6 of Salon's best books of the year involve history





Three novels make the list, two biographies, and one history book.

NOVELS

"Tree of Smoke" by Denis Johnson

"The Yiddish Policeman's Union" by Michael Chabon

"The Father of All Things" by Tom Bissell

BIOGRAPHIES

"Gertrude Bell: Queen of the Desert, Shaper of Nations" by Georgina Howell

HISTORY

"Legacy of Ashes: A History of the CIA" by Tim Weiner

Two of the novels involve Vietnam. The other one concerns Jews, Alaska, and the Holocaust. Whaaat?

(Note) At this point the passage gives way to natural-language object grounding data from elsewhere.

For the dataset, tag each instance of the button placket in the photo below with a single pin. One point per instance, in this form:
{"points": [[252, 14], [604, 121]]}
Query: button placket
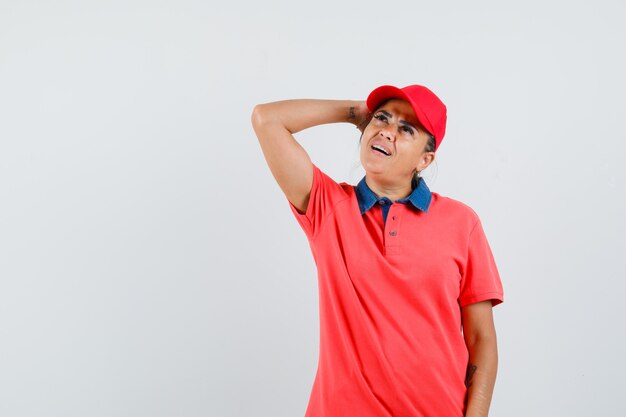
{"points": [[391, 231]]}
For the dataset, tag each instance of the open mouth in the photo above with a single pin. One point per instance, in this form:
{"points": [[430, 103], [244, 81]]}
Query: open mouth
{"points": [[381, 150]]}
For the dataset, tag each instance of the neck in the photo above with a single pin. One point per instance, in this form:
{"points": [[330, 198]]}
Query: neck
{"points": [[392, 191]]}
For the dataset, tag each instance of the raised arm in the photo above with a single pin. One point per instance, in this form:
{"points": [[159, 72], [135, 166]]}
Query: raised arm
{"points": [[275, 123]]}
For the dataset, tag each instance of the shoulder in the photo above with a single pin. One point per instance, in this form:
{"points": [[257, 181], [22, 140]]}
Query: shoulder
{"points": [[454, 210]]}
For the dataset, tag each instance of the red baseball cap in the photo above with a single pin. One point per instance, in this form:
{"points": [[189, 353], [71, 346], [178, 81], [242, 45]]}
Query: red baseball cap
{"points": [[429, 109]]}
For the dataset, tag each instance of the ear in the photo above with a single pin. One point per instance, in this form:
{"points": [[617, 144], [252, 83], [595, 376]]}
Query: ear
{"points": [[425, 160]]}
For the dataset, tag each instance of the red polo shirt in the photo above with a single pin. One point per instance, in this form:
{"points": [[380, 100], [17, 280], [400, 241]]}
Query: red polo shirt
{"points": [[390, 294]]}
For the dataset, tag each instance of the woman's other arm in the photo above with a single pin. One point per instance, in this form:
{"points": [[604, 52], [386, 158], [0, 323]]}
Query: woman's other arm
{"points": [[275, 123], [480, 337]]}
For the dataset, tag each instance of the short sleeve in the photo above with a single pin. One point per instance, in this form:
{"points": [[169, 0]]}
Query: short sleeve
{"points": [[325, 194], [480, 280]]}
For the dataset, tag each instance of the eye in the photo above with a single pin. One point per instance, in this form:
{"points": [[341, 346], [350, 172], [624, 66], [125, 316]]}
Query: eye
{"points": [[407, 129], [381, 117]]}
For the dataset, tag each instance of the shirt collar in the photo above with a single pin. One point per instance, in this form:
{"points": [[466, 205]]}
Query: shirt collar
{"points": [[420, 197]]}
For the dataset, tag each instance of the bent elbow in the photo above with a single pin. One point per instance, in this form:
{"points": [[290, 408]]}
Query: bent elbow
{"points": [[259, 115]]}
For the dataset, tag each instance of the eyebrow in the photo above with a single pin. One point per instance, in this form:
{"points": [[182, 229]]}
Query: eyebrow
{"points": [[402, 122]]}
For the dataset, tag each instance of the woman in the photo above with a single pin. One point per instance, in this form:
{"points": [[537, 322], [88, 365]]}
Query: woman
{"points": [[406, 278]]}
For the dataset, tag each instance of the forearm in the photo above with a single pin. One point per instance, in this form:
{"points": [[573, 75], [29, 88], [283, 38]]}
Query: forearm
{"points": [[299, 114], [481, 376]]}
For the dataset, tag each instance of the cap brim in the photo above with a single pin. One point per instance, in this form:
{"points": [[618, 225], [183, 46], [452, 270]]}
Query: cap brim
{"points": [[383, 93]]}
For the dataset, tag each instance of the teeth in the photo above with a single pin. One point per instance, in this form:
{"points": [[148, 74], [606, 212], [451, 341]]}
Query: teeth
{"points": [[380, 148]]}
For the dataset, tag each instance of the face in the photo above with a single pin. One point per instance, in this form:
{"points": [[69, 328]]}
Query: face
{"points": [[393, 143]]}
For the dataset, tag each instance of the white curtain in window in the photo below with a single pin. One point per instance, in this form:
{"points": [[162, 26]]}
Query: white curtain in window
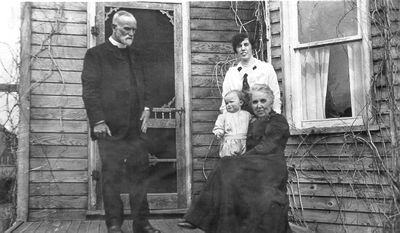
{"points": [[314, 78], [355, 76]]}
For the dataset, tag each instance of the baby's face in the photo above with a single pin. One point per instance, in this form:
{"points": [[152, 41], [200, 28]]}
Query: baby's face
{"points": [[232, 102]]}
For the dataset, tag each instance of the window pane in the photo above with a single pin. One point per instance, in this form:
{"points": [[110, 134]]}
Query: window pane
{"points": [[322, 20], [330, 81], [338, 98]]}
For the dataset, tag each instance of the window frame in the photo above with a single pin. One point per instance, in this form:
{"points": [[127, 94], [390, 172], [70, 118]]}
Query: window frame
{"points": [[291, 59]]}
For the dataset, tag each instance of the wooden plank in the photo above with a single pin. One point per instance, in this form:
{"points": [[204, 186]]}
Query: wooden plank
{"points": [[340, 190], [206, 92], [59, 15], [24, 112], [57, 64], [209, 70], [202, 127], [73, 228], [220, 25], [206, 104], [338, 163], [56, 214], [339, 228], [219, 13], [161, 123], [58, 176], [320, 177], [162, 225], [202, 151], [44, 226], [39, 101], [211, 47], [59, 28], [212, 59], [54, 189], [156, 201], [126, 226], [221, 4], [210, 116], [353, 218], [103, 227], [64, 226], [58, 164], [55, 139], [58, 114], [208, 81], [61, 202], [204, 139], [33, 227], [330, 139], [84, 227], [341, 204], [172, 225], [56, 77], [345, 177], [212, 36], [58, 151], [9, 88], [59, 40], [78, 6], [59, 126], [329, 150], [58, 52], [19, 227], [53, 226]]}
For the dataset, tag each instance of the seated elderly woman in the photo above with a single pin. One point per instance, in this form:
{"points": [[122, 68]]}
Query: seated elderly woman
{"points": [[247, 193]]}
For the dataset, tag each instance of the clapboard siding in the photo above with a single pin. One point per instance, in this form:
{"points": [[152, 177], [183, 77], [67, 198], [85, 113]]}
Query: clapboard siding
{"points": [[334, 178], [55, 151], [58, 126], [59, 40]]}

"During World War II, the Roosevelt administration briefly considered resettling Europe's Jewish refugees in Alaska. Michael Chabon's soulful alternate-history novel dreams up what the world might have looked like if that scheme had played out. In a bustling, if well-bundled, Yiddish-speaking community in Sitka, a burnt-out homicide cop named Meyer Landsman investigates the death of a junkie chess-player who might have been the promised Messiah, and gets on the bad side of the district's Hassidim-run organized crime syndicate. The novel offers lots of genre fun -- snappy dialogue, action and suspense -- yet it's all seamlessly married to a searching consideration of Jewish identity. What would it mean to be a Jew in a world where the Holocaust never happened and the state of Israel didn't exist? Are human beings the products of history, or does our essence transcend it? These are weighty questions for a book that's so entertaining, but Chabon's themes never overload his frame. Like the very best dancers and magicians, he makes it look easy."